Bien qu’elle n’ait pas le prestige et la lumière des étoiles des séries scénarisées, la perspective de Nicole Kidman nous honorant de son éclat lumineux, la télé-réalité a montré suffisamment d’influence et de durabilité pour mériter un traitement sérieux en plus des ricanements habituels et des ricanements condescendants, et la voici : Danielle « True Story: What Reality TV Says About Us » de J. Lindemann. Un professeur de sociologie à Lehigh dont les livres précédents ont étudié les mariages de banlieue et la dominatrice professionnelle – une excellente préparation pour analyser les aventures de « The Real Housewives of Beverly Hills » – Lindemann soutient qu’en tendant un miroir à la société, la télé-réalité a beaucoup à transmettre une fois que nous aurons dépassé l’histrionique. « Il peut sembler contre-intuitif qu’un genre axé sur des personnalités loufoques et des cas extrêmes ait tant à nous apprendre sur nos propres vies ordinaires », écrit-elle, mais regardez assez fort et vous remarquerez que vos propres traits déformés se retournent : « Nous » re voyeurs, mais une partie de ce qui nous tente dans ces spectacles de monstres, c’est que les monstres sont nous-mêmes. (Je préfère la désignation de Goldman de «belles démonstrations», anticipant mieux l’hédonisme poli de «Vanderpump Rules», «Love Island» et «Too Hot to Handle», mais ne nous attardons pas sur la nomenclature.) Le fait est que pour Lindemann, regarder la télé-réalité n’est pas une ingestion passive mais un processus subtil de lissage, une codépendance fantôme. C’est un phénomène qui vaut la peine d’être étudié, écrit-elle, « à cause de ce qu’il fait à nous. L’expérience de regarder ces émissions, comme de se regarder dans n’importe quel miroir, est interactive. Nous nous voyons, puis nous nous préparons en conséquence.

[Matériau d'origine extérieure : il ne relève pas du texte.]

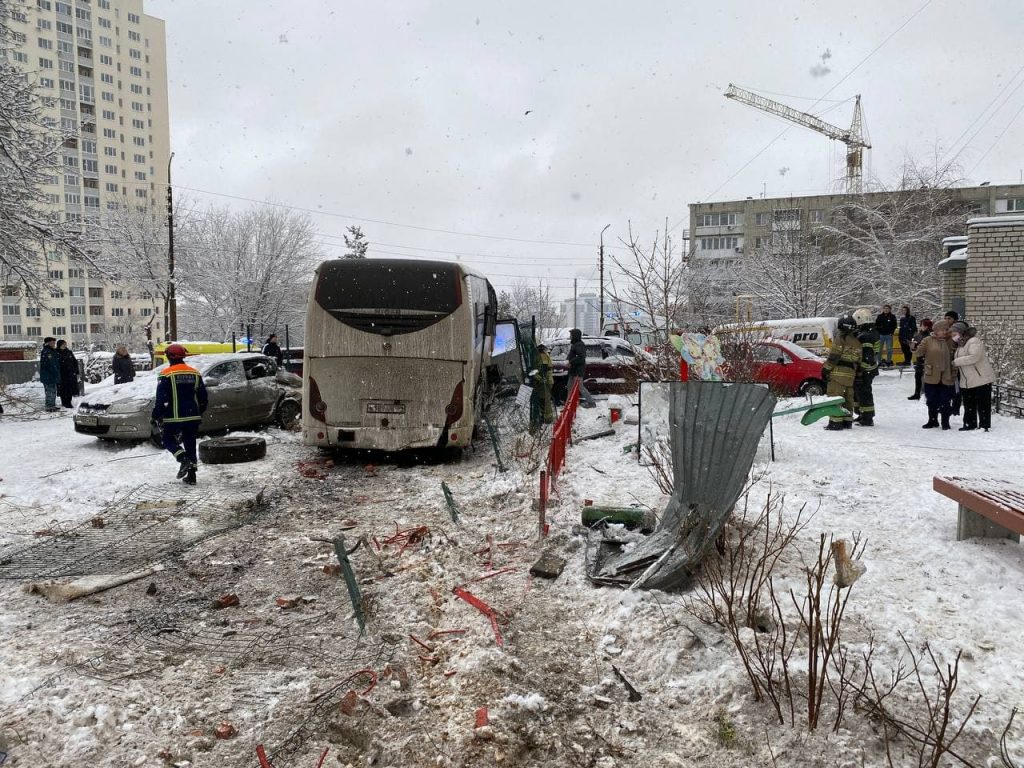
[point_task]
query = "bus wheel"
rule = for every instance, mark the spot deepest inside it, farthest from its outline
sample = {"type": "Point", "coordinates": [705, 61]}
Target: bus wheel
{"type": "Point", "coordinates": [288, 414]}
{"type": "Point", "coordinates": [231, 450]}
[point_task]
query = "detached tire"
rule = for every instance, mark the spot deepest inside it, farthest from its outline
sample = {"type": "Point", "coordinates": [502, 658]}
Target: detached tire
{"type": "Point", "coordinates": [231, 450]}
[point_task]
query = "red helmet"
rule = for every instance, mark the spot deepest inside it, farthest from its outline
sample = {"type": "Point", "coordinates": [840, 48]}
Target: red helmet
{"type": "Point", "coordinates": [177, 351]}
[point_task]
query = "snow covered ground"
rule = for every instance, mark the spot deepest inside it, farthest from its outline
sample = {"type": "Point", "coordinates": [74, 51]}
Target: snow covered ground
{"type": "Point", "coordinates": [127, 678]}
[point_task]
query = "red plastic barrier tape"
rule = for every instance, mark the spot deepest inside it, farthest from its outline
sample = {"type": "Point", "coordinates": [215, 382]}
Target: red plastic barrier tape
{"type": "Point", "coordinates": [481, 606]}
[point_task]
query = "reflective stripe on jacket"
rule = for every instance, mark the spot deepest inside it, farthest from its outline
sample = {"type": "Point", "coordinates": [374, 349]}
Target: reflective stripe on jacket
{"type": "Point", "coordinates": [180, 394]}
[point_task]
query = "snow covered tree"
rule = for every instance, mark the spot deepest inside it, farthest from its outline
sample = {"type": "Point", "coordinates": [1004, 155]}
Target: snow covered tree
{"type": "Point", "coordinates": [244, 267]}
{"type": "Point", "coordinates": [30, 157]}
{"type": "Point", "coordinates": [894, 243]}
{"type": "Point", "coordinates": [356, 244]}
{"type": "Point", "coordinates": [793, 274]}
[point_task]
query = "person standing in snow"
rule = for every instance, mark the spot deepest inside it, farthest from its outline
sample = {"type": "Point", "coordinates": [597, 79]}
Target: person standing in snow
{"type": "Point", "coordinates": [272, 349]}
{"type": "Point", "coordinates": [124, 369]}
{"type": "Point", "coordinates": [69, 374]}
{"type": "Point", "coordinates": [919, 364]}
{"type": "Point", "coordinates": [907, 328]}
{"type": "Point", "coordinates": [578, 367]}
{"type": "Point", "coordinates": [886, 324]}
{"type": "Point", "coordinates": [180, 401]}
{"type": "Point", "coordinates": [49, 372]}
{"type": "Point", "coordinates": [868, 369]}
{"type": "Point", "coordinates": [544, 379]}
{"type": "Point", "coordinates": [976, 377]}
{"type": "Point", "coordinates": [938, 378]}
{"type": "Point", "coordinates": [841, 369]}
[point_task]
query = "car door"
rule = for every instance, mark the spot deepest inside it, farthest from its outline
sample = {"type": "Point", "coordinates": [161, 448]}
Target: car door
{"type": "Point", "coordinates": [263, 390]}
{"type": "Point", "coordinates": [227, 389]}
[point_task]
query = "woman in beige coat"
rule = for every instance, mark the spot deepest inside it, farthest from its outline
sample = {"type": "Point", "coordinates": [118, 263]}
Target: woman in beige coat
{"type": "Point", "coordinates": [976, 377]}
{"type": "Point", "coordinates": [938, 378]}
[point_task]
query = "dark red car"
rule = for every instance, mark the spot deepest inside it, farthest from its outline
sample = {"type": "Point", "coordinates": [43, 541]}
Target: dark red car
{"type": "Point", "coordinates": [787, 369]}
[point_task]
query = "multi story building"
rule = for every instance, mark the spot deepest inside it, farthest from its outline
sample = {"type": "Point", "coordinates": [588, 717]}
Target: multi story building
{"type": "Point", "coordinates": [721, 231]}
{"type": "Point", "coordinates": [100, 67]}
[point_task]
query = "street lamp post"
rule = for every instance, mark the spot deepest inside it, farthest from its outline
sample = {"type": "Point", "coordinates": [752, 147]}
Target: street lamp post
{"type": "Point", "coordinates": [172, 299]}
{"type": "Point", "coordinates": [600, 301]}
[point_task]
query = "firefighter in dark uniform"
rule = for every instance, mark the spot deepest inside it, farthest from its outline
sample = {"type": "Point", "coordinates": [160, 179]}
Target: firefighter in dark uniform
{"type": "Point", "coordinates": [869, 339]}
{"type": "Point", "coordinates": [841, 370]}
{"type": "Point", "coordinates": [180, 402]}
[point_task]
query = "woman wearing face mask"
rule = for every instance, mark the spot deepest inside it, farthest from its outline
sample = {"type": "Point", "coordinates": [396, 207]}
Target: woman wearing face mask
{"type": "Point", "coordinates": [976, 377]}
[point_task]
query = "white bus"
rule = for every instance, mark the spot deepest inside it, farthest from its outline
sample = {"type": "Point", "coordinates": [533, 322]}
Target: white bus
{"type": "Point", "coordinates": [396, 354]}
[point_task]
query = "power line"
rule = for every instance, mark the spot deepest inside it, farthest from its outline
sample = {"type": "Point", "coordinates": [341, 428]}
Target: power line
{"type": "Point", "coordinates": [335, 214]}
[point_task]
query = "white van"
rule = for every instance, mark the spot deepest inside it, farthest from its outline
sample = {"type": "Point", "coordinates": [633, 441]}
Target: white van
{"type": "Point", "coordinates": [814, 334]}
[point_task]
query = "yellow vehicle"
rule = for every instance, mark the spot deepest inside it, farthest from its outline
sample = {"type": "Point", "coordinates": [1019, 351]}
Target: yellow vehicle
{"type": "Point", "coordinates": [198, 347]}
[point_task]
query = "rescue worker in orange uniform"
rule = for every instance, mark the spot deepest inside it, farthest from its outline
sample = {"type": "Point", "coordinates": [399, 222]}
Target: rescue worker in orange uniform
{"type": "Point", "coordinates": [180, 401]}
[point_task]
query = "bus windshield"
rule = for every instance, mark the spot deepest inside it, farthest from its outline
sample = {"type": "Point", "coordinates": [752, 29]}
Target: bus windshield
{"type": "Point", "coordinates": [388, 297]}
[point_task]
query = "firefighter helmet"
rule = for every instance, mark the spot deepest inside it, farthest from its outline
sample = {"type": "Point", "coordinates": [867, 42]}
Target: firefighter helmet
{"type": "Point", "coordinates": [176, 351]}
{"type": "Point", "coordinates": [863, 316]}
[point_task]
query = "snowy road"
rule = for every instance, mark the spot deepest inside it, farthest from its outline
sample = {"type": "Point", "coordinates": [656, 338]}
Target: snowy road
{"type": "Point", "coordinates": [550, 689]}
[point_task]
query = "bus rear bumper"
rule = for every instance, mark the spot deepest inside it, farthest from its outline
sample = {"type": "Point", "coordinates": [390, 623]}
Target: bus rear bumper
{"type": "Point", "coordinates": [374, 438]}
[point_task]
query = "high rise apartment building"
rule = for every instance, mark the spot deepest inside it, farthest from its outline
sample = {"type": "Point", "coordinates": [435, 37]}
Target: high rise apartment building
{"type": "Point", "coordinates": [100, 66]}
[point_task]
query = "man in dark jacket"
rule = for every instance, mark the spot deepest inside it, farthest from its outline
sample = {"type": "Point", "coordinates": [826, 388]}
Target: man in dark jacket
{"type": "Point", "coordinates": [49, 372]}
{"type": "Point", "coordinates": [69, 374]}
{"type": "Point", "coordinates": [272, 349]}
{"type": "Point", "coordinates": [907, 328]}
{"type": "Point", "coordinates": [886, 324]}
{"type": "Point", "coordinates": [180, 402]}
{"type": "Point", "coordinates": [578, 367]}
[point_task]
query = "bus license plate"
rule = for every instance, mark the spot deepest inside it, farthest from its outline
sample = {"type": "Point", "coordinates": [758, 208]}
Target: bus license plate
{"type": "Point", "coordinates": [385, 408]}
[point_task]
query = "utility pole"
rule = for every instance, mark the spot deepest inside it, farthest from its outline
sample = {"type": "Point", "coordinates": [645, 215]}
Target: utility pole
{"type": "Point", "coordinates": [172, 299]}
{"type": "Point", "coordinates": [600, 302]}
{"type": "Point", "coordinates": [574, 323]}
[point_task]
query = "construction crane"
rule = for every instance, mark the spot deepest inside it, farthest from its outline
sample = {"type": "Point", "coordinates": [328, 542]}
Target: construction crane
{"type": "Point", "coordinates": [853, 136]}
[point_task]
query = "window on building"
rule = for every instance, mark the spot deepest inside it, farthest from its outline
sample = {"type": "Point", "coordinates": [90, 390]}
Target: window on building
{"type": "Point", "coordinates": [717, 219]}
{"type": "Point", "coordinates": [785, 215]}
{"type": "Point", "coordinates": [719, 244]}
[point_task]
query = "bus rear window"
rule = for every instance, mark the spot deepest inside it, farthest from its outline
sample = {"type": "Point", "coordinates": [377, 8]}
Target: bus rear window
{"type": "Point", "coordinates": [388, 297]}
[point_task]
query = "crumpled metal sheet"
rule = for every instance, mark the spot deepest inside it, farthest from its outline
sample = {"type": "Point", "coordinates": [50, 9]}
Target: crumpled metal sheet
{"type": "Point", "coordinates": [715, 428]}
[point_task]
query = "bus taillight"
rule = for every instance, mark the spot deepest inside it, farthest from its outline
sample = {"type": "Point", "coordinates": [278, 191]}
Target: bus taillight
{"type": "Point", "coordinates": [317, 409]}
{"type": "Point", "coordinates": [454, 409]}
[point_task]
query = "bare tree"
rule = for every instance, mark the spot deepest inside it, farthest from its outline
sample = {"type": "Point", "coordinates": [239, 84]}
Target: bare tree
{"type": "Point", "coordinates": [239, 267]}
{"type": "Point", "coordinates": [791, 274]}
{"type": "Point", "coordinates": [30, 158]}
{"type": "Point", "coordinates": [356, 243]}
{"type": "Point", "coordinates": [893, 241]}
{"type": "Point", "coordinates": [526, 302]}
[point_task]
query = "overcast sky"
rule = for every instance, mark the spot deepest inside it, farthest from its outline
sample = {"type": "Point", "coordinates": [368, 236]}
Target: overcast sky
{"type": "Point", "coordinates": [545, 121]}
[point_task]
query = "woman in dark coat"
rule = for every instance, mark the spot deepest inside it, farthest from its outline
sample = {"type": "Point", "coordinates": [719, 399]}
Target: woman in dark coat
{"type": "Point", "coordinates": [124, 370]}
{"type": "Point", "coordinates": [68, 387]}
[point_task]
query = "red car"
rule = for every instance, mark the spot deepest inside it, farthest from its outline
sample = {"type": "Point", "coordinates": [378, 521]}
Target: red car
{"type": "Point", "coordinates": [787, 369]}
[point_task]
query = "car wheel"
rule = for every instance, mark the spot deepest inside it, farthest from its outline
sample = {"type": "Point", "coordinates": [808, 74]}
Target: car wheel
{"type": "Point", "coordinates": [288, 414]}
{"type": "Point", "coordinates": [812, 388]}
{"type": "Point", "coordinates": [231, 450]}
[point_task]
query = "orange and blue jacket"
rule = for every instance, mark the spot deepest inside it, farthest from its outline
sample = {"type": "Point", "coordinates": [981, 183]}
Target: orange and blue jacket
{"type": "Point", "coordinates": [180, 394]}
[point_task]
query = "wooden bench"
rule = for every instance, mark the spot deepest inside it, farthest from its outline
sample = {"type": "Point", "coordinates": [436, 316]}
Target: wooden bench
{"type": "Point", "coordinates": [988, 508]}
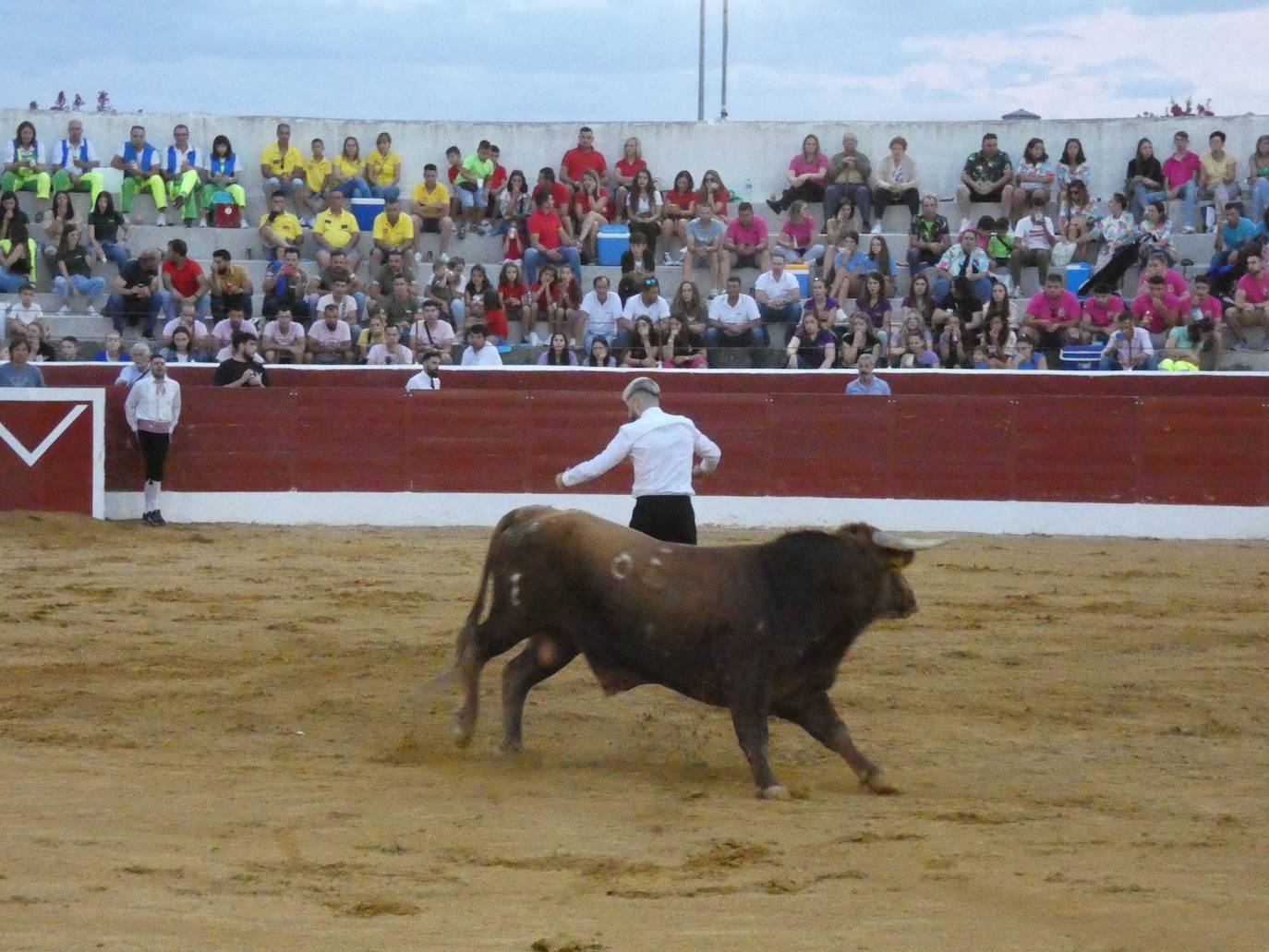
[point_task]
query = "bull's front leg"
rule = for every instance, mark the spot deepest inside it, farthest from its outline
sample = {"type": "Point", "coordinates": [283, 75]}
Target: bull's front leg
{"type": "Point", "coordinates": [818, 717]}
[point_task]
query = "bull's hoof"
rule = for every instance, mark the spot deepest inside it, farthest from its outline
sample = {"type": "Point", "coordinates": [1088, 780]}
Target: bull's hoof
{"type": "Point", "coordinates": [877, 783]}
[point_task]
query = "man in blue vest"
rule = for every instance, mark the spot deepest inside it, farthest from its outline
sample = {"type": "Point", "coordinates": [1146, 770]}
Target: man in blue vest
{"type": "Point", "coordinates": [75, 164]}
{"type": "Point", "coordinates": [139, 163]}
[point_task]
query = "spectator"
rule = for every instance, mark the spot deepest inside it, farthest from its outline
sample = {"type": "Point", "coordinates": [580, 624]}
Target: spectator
{"type": "Point", "coordinates": [1034, 176]}
{"type": "Point", "coordinates": [348, 175]}
{"type": "Point", "coordinates": [797, 236]}
{"type": "Point", "coordinates": [24, 166]}
{"type": "Point", "coordinates": [861, 341]}
{"type": "Point", "coordinates": [549, 240]}
{"type": "Point", "coordinates": [319, 175]}
{"type": "Point", "coordinates": [1129, 348]}
{"type": "Point", "coordinates": [987, 176]}
{"type": "Point", "coordinates": [591, 209]}
{"type": "Point", "coordinates": [1054, 314]}
{"type": "Point", "coordinates": [112, 351]}
{"type": "Point", "coordinates": [1218, 173]}
{"type": "Point", "coordinates": [867, 383]}
{"type": "Point", "coordinates": [778, 295]}
{"type": "Point", "coordinates": [1033, 243]}
{"type": "Point", "coordinates": [1102, 311]}
{"type": "Point", "coordinates": [964, 259]}
{"type": "Point", "coordinates": [1258, 178]}
{"type": "Point", "coordinates": [928, 236]}
{"type": "Point", "coordinates": [811, 346]}
{"type": "Point", "coordinates": [241, 368]}
{"type": "Point", "coordinates": [279, 229]}
{"type": "Point", "coordinates": [480, 352]}
{"type": "Point", "coordinates": [705, 239]}
{"type": "Point", "coordinates": [282, 168]}
{"type": "Point", "coordinates": [848, 182]}
{"type": "Point", "coordinates": [135, 294]}
{"type": "Point", "coordinates": [807, 175]}
{"type": "Point", "coordinates": [430, 332]}
{"type": "Point", "coordinates": [330, 339]}
{"type": "Point", "coordinates": [183, 281]}
{"type": "Point", "coordinates": [75, 273]}
{"type": "Point", "coordinates": [19, 372]}
{"type": "Point", "coordinates": [104, 227]}
{"type": "Point", "coordinates": [472, 175]}
{"type": "Point", "coordinates": [1027, 358]}
{"type": "Point", "coordinates": [733, 320]}
{"type": "Point", "coordinates": [383, 170]}
{"type": "Point", "coordinates": [678, 210]}
{"type": "Point", "coordinates": [599, 355]}
{"type": "Point", "coordinates": [895, 182]}
{"type": "Point", "coordinates": [230, 284]}
{"type": "Point", "coordinates": [745, 243]}
{"type": "Point", "coordinates": [75, 165]}
{"type": "Point", "coordinates": [285, 285]}
{"type": "Point", "coordinates": [284, 339]}
{"type": "Point", "coordinates": [1072, 166]}
{"type": "Point", "coordinates": [624, 172]}
{"type": "Point", "coordinates": [1251, 302]}
{"type": "Point", "coordinates": [583, 159]}
{"type": "Point", "coordinates": [557, 353]}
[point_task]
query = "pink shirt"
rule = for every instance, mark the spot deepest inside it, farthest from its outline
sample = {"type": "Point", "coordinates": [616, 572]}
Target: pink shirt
{"type": "Point", "coordinates": [1066, 307]}
{"type": "Point", "coordinates": [1105, 316]}
{"type": "Point", "coordinates": [1178, 172]}
{"type": "Point", "coordinates": [1143, 308]}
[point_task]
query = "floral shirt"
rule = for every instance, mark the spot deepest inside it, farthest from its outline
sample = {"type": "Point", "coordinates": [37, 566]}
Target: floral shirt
{"type": "Point", "coordinates": [979, 168]}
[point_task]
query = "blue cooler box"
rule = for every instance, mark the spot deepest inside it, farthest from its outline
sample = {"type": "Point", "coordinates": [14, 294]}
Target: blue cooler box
{"type": "Point", "coordinates": [611, 243]}
{"type": "Point", "coordinates": [365, 210]}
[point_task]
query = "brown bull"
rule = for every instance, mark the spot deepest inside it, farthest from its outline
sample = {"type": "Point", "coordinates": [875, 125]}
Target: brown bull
{"type": "Point", "coordinates": [759, 630]}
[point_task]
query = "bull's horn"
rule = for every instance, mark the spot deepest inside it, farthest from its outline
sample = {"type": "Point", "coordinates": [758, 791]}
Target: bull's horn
{"type": "Point", "coordinates": [885, 539]}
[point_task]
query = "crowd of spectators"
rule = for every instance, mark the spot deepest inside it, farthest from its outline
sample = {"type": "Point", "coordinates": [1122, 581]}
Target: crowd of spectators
{"type": "Point", "coordinates": [962, 307]}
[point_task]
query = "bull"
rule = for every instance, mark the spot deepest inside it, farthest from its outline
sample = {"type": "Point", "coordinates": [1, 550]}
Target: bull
{"type": "Point", "coordinates": [756, 629]}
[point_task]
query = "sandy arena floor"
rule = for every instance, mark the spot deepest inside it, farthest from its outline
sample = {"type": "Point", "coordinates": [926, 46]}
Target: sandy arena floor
{"type": "Point", "coordinates": [212, 738]}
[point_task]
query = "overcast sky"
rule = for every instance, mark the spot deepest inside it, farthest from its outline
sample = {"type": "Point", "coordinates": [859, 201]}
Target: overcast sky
{"type": "Point", "coordinates": [617, 60]}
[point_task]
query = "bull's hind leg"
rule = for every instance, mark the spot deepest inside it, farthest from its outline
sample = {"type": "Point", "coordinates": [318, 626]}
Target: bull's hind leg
{"type": "Point", "coordinates": [541, 657]}
{"type": "Point", "coordinates": [818, 718]}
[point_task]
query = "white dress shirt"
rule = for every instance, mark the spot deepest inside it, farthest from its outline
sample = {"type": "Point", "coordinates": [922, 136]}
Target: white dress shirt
{"type": "Point", "coordinates": [153, 405]}
{"type": "Point", "coordinates": [661, 447]}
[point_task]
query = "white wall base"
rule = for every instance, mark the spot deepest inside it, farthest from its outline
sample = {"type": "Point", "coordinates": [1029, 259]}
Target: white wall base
{"type": "Point", "coordinates": [1133, 521]}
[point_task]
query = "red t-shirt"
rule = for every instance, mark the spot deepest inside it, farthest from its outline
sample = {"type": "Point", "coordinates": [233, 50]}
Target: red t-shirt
{"type": "Point", "coordinates": [579, 160]}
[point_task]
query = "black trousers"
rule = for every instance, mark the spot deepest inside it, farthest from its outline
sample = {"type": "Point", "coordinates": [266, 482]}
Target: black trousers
{"type": "Point", "coordinates": [668, 518]}
{"type": "Point", "coordinates": [153, 448]}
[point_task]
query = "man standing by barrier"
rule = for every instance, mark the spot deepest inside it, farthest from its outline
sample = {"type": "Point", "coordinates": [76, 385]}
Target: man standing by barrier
{"type": "Point", "coordinates": [152, 409]}
{"type": "Point", "coordinates": [662, 448]}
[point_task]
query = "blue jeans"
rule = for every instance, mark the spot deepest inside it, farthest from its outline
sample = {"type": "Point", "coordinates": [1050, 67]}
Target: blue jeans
{"type": "Point", "coordinates": [535, 259]}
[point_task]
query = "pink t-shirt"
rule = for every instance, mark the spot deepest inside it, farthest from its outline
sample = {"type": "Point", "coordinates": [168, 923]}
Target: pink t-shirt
{"type": "Point", "coordinates": [1143, 308]}
{"type": "Point", "coordinates": [1178, 172]}
{"type": "Point", "coordinates": [1105, 316]}
{"type": "Point", "coordinates": [1066, 307]}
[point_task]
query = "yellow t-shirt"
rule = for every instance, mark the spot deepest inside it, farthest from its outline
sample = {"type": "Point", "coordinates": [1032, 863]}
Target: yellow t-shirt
{"type": "Point", "coordinates": [284, 226]}
{"type": "Point", "coordinates": [338, 230]}
{"type": "Point", "coordinates": [423, 197]}
{"type": "Point", "coordinates": [278, 163]}
{"type": "Point", "coordinates": [393, 235]}
{"type": "Point", "coordinates": [316, 173]}
{"type": "Point", "coordinates": [382, 168]}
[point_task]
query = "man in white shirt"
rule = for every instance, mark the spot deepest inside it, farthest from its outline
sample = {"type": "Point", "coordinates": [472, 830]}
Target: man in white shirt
{"type": "Point", "coordinates": [778, 295]}
{"type": "Point", "coordinates": [604, 316]}
{"type": "Point", "coordinates": [662, 448]}
{"type": "Point", "coordinates": [480, 352]}
{"type": "Point", "coordinates": [733, 320]}
{"type": "Point", "coordinates": [1033, 244]}
{"type": "Point", "coordinates": [152, 410]}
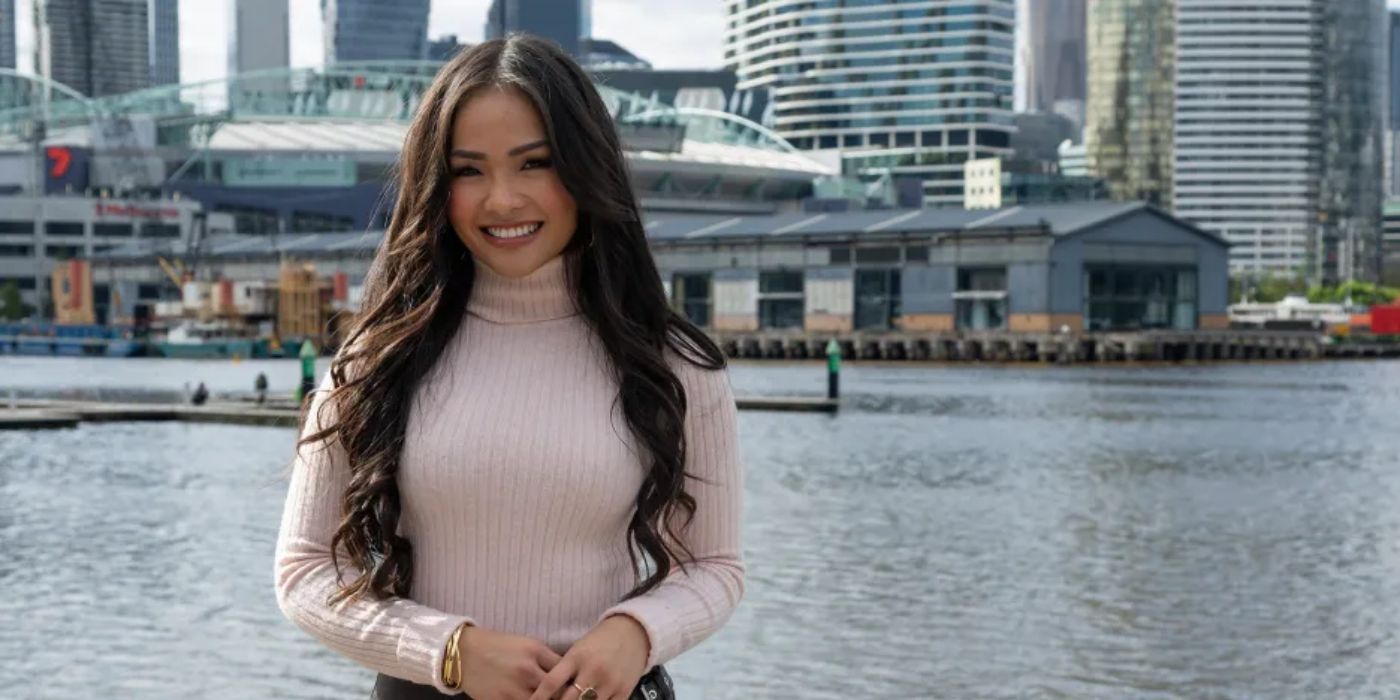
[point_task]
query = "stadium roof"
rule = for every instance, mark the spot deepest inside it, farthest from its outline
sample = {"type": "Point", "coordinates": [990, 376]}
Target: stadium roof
{"type": "Point", "coordinates": [1057, 220]}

Ici, le temps de toilettage au zoo est divisé en chapitres de recherche exhaustive explorant comment le médium dépeint, déforme ou esquive complètement les complexités de la race et du sexe (le stéréotype des femmes noires comme des volcans naissants), de la classe, de la sexualité, de l’enfance, de la famille, etc. : le plateau combo intersectionnel. Peu importe à quel point les émissions semblent sombres, il existe une sous-couche conservatrice qui maintient les normes familières en place. Lindemann est instructif sur le différentiel de pouvoir entre les hommes et les femmes dans la télé-réalité, à quel point ils sont considérés et récompensés différemment pour leurs bouffonneries et leur gymnastique faciale. « Avec sa fanfaronnade et son penchant pour la décoration dorée, Donald Trump aurait pu faire une excellente Real Housewife », observe-t-elle. « Pourtant, ces femmes se lancent toujours des verres à vin sur Bravo, et il a été président. » Aussi diversifiée et inclusive que soit devenue la télé-réalité, la prérogative masculine occupe toujours la couchette du haut.